Jump to content
Chinese-Forums
  • Sign Up

Transcription Project


Recommended Posts

Posted
12 hours ago, markhavemann said:

I find it a constant frustration that there are basically no transcriptions available for Chinese TV series, so I have decided to start my own transcription project.

 

But what do you use those transcriptions for?

Posted

Here is a folder on Google Drive with full statistics for 家有儿女 S01 E01-10 along with the transcripts that vellocet provided.
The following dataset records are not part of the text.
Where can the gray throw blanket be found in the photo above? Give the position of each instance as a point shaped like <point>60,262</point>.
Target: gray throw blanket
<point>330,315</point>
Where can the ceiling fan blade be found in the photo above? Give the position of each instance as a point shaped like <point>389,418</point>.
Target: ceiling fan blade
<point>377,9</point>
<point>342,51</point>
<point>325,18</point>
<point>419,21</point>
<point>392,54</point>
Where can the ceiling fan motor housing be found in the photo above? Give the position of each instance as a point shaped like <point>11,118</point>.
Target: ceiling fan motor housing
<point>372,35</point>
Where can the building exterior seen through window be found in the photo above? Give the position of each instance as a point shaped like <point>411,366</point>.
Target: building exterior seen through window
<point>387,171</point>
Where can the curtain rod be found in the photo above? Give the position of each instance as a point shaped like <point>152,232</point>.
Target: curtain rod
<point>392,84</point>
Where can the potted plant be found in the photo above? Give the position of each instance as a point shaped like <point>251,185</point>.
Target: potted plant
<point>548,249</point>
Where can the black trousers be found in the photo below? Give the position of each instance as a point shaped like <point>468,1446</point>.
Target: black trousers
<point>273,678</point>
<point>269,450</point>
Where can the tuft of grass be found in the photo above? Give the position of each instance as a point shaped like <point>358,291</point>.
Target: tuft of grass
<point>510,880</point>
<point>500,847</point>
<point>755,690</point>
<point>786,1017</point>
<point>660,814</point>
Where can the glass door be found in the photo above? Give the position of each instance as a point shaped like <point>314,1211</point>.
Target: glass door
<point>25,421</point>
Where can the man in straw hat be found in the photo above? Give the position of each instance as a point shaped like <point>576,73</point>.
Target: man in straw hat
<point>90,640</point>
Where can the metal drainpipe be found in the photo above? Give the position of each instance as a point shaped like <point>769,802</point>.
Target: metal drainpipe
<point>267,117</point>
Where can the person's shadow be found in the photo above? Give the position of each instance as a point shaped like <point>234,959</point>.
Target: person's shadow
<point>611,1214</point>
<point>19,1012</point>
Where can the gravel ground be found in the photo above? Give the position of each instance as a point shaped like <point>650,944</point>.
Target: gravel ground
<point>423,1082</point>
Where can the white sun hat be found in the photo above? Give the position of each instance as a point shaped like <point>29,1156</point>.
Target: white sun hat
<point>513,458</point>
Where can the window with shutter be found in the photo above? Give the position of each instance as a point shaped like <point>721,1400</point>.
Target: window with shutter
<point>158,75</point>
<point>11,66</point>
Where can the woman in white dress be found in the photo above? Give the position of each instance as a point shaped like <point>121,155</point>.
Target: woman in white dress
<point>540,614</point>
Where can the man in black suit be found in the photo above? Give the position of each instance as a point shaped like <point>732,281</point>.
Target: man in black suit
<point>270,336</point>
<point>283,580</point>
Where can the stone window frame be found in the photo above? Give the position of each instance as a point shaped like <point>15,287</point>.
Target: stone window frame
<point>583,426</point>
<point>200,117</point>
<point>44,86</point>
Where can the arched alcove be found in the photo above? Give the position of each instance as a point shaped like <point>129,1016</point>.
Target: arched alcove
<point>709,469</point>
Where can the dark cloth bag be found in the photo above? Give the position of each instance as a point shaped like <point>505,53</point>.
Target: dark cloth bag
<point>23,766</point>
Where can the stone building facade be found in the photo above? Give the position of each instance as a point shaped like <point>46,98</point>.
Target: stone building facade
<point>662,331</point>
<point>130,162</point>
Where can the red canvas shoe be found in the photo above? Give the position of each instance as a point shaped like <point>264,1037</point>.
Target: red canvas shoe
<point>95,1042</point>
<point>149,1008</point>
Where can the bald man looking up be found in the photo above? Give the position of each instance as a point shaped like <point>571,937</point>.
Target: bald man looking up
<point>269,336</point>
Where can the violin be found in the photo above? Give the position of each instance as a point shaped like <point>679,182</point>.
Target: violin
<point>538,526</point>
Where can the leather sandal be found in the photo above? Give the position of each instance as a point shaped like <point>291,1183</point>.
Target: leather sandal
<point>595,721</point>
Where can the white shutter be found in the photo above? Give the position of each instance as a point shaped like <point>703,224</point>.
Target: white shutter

There maybe be a few mistakes in the statistics because of the way that I'm breaking up words but as I go through it myself this should be corrected and it's probably at least 90% accurate right now anyway.

 

https://drive.google.com/drive/folders/1w2BPsbMmuruTONmr4xy6s1CwG7IJ5CTd?usp=sharing

  • Like 3
  • Helpful 1
Posted

If I wanted to fund a show of my own choosing, would you be open to telling me how to reach out to this service. I like your strategy! :)

Posted

Of course. It's a store on Taobao:

 

【靡尚网拍摄影旗舰店】,復·制这段描述¥yqGDbLNbAjz¥后咑閞手机淘宝或者用浏览器咑閞https://m.tb.cn/h.3qtPhk7?sm=9ce409查看

 

(In case you aren't sure: just copy that link on your phone and open Taobao, it should detect it and ask if you want to visit the store.)

 

But just to explain the process: 

 

Because (I imagine) actually transcribing from the episode would be much more expensive since, even with subtitles, it's a lot more labour intensive with playing and pausing the video all the time, I extract the subtitles as images and make them into a PDF document which I send for them to "录入". Basically the process is: 

 

1. VideoSubFinder to extract the subs as images. https://sourceforge.net/projects/videosubfinder/

2. Powershell script and ImageMagick to crop out the white space. 

3. Python script to join them up into A4 sized images. 
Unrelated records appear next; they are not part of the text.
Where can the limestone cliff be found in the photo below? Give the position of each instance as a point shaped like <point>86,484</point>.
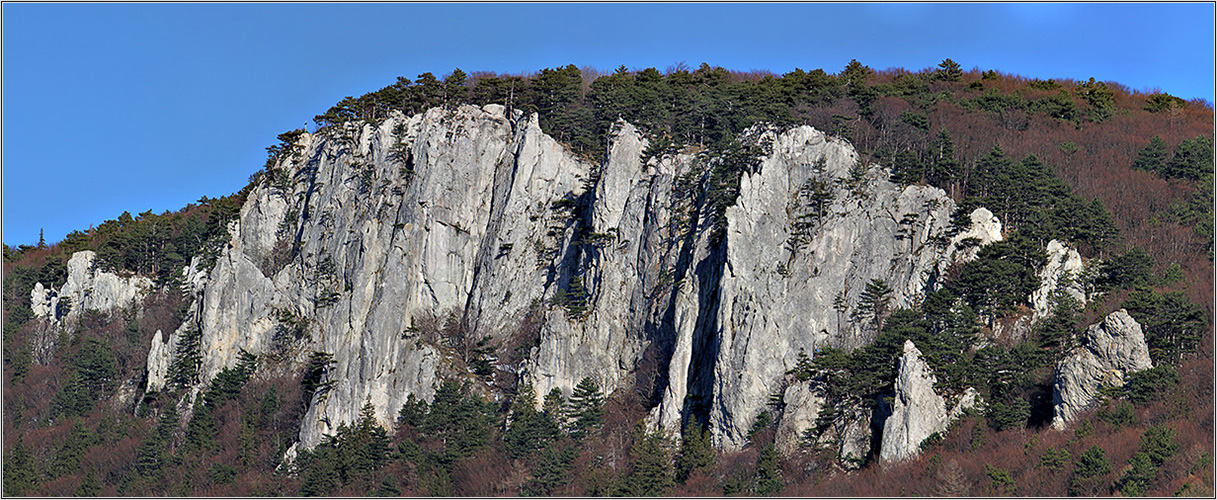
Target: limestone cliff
<point>396,246</point>
<point>1110,350</point>
<point>88,287</point>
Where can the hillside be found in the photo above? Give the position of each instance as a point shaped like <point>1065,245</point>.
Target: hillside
<point>641,284</point>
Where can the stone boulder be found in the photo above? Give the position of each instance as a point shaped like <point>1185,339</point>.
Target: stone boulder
<point>1109,352</point>
<point>917,413</point>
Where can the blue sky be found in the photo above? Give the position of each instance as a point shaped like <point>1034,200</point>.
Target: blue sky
<point>111,107</point>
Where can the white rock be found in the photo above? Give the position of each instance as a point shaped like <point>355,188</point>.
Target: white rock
<point>39,301</point>
<point>1110,350</point>
<point>917,413</point>
<point>802,406</point>
<point>1061,271</point>
<point>160,358</point>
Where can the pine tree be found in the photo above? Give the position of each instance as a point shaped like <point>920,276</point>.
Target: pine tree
<point>20,470</point>
<point>695,450</point>
<point>202,428</point>
<point>651,473</point>
<point>585,406</point>
<point>768,473</point>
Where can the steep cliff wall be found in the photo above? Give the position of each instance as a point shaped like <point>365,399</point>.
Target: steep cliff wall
<point>393,247</point>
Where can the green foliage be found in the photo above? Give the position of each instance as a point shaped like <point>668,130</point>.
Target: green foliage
<point>1192,161</point>
<point>67,458</point>
<point>948,71</point>
<point>464,422</point>
<point>587,408</point>
<point>94,376</point>
<point>554,470</point>
<point>228,382</point>
<point>1198,211</point>
<point>873,302</point>
<point>1171,322</point>
<point>1117,414</point>
<point>695,450</point>
<point>1054,459</point>
<point>21,472</point>
<point>354,453</point>
<point>1161,101</point>
<point>1009,415</point>
<point>1002,276</point>
<point>1150,385</point>
<point>222,473</point>
<point>530,430</point>
<point>188,359</point>
<point>1088,472</point>
<point>651,473</point>
<point>768,473</point>
<point>999,479</point>
<point>413,411</point>
<point>202,428</point>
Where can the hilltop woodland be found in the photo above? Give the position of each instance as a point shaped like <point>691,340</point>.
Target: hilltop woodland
<point>1123,175</point>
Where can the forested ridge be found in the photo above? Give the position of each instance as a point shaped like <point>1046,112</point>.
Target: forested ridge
<point>1123,175</point>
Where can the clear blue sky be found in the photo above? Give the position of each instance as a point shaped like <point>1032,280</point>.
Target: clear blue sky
<point>111,107</point>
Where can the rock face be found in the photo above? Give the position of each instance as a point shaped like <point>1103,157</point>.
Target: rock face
<point>394,246</point>
<point>1110,350</point>
<point>87,288</point>
<point>1060,274</point>
<point>917,413</point>
<point>802,406</point>
<point>788,259</point>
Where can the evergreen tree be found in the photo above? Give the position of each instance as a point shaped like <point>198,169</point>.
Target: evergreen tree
<point>20,470</point>
<point>1172,324</point>
<point>695,450</point>
<point>651,473</point>
<point>948,71</point>
<point>202,428</point>
<point>1088,471</point>
<point>530,430</point>
<point>554,470</point>
<point>67,458</point>
<point>587,408</point>
<point>1193,159</point>
<point>454,88</point>
<point>768,473</point>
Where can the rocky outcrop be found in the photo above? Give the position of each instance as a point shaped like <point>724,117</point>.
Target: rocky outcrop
<point>393,246</point>
<point>789,258</point>
<point>1108,353</point>
<point>802,406</point>
<point>917,411</point>
<point>88,287</point>
<point>1061,275</point>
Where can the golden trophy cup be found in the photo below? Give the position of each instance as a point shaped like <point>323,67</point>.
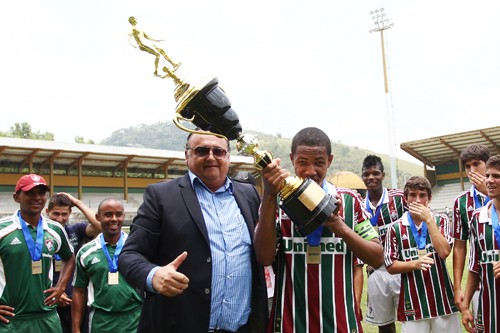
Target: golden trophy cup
<point>207,106</point>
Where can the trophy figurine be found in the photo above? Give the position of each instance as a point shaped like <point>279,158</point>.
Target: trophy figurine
<point>207,106</point>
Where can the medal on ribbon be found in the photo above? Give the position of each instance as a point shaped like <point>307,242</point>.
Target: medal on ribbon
<point>420,238</point>
<point>112,262</point>
<point>34,247</point>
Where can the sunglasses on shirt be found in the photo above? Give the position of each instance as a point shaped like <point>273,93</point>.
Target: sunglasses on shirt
<point>219,153</point>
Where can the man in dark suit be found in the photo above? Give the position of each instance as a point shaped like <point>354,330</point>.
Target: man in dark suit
<point>190,249</point>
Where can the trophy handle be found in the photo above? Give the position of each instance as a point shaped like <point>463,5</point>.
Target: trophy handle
<point>177,118</point>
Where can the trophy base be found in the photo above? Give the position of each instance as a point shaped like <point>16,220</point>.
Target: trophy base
<point>308,207</point>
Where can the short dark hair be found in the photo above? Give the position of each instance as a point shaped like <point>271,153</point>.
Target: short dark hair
<point>418,183</point>
<point>59,200</point>
<point>475,152</point>
<point>372,161</point>
<point>311,137</point>
<point>493,162</point>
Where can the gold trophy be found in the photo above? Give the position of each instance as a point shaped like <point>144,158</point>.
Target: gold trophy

4. Adobe Acrobat to turn the images into a PDF file. 

 

PM me and I'll send you the scripts. 

 

I realise that not everybody may be inclined to go through all of that so I'd be happy to do it for you if you tell me what series you want. I've got the process kind of streamlined but I want to automate it even further.

 

Also, if you are not based in China or can't use Taobao for whatever reason I'd be happy to facilitate that too if you reimburse me over WeChat/Paypal. 

 

Since I would like transcripts for almost any show, I'm happy to put in a bit of work to make it happen. 

 

 

 

  • Like 4
Posted

@markhavemann

 

I had a quick look at the excel file on frequencies of characters. Thanks for that. It was pretty interesting to note that I know most of the words. However, when it comes to actually listening, I can’t really understand very much due to speed of delivery and unfamiliarity.

 

Another series with partial subs on this forum is 奋斗. From memory, it goes up to about the 5th episode. 

 

 

Are you based in China?

Posted

Yes I am based in China. 

 

Thanks for pointing out the 奋斗 transcripts, I've found a few which I'll add to the project. 

 

I'm glad you found the word frequencies interesting. I've also found that "knowing" words and actually following them in sentences can be two completely different things. Recently I've tried to make my studying a little more sentence focused. When I find a sentence that I know all the words in but actually don't understand in context, I try to extract a clip of it which I put on my phone. Now I have a little library of sentences that I shuffle through whenever I'm on the bus or have some time to kill. (I'm trying to automate the extraction process too and having transcripts should make that a little easier.) I've found this really helps and also gives me some patterns to call on when I'm talking myself, I think that Glossika may be based on this principle but I much prefer to have sentences that I've chosen for myself and find interesting. 

  • Like 3
Posted
2 hours ago, markhavemann said:

When I find a sentence that I know all the words in but actually don't understand in context, I try to extract a clip of it which I put on my phone. Now I have a little library of sentences that I shuffle through whenever I'm on the bus or have some time to kill. (I'm trying to automate the extraction process too and having transcripts should make that a little easier.) I've found this really helps and also gives me some patterns to call on when I'm talking myself, I think that Glossika may be based on this principle but I much prefer to have sentences that I've chosen for myself and find interesting. 

 

You can do this with anki. I set up cards for listening (it repeats the sentence about ten times), shows me the answer and then repeats another 5 times so that I can try to shadow. Just copy the cards you want with the sentence into another anki deck which can go into your phone. Anki will do your shuffling for you. If you use iphone, anki app costs money. Instead, there is a free android version which works quite well if you have android or an old android phone around.

  • Like 1
Posted

Excited to see a project like this underway! Incidentally I ran the transcript for 奋斗 through CTA the other day and thought to myself "I wish there were more subtitles and transcripts available". 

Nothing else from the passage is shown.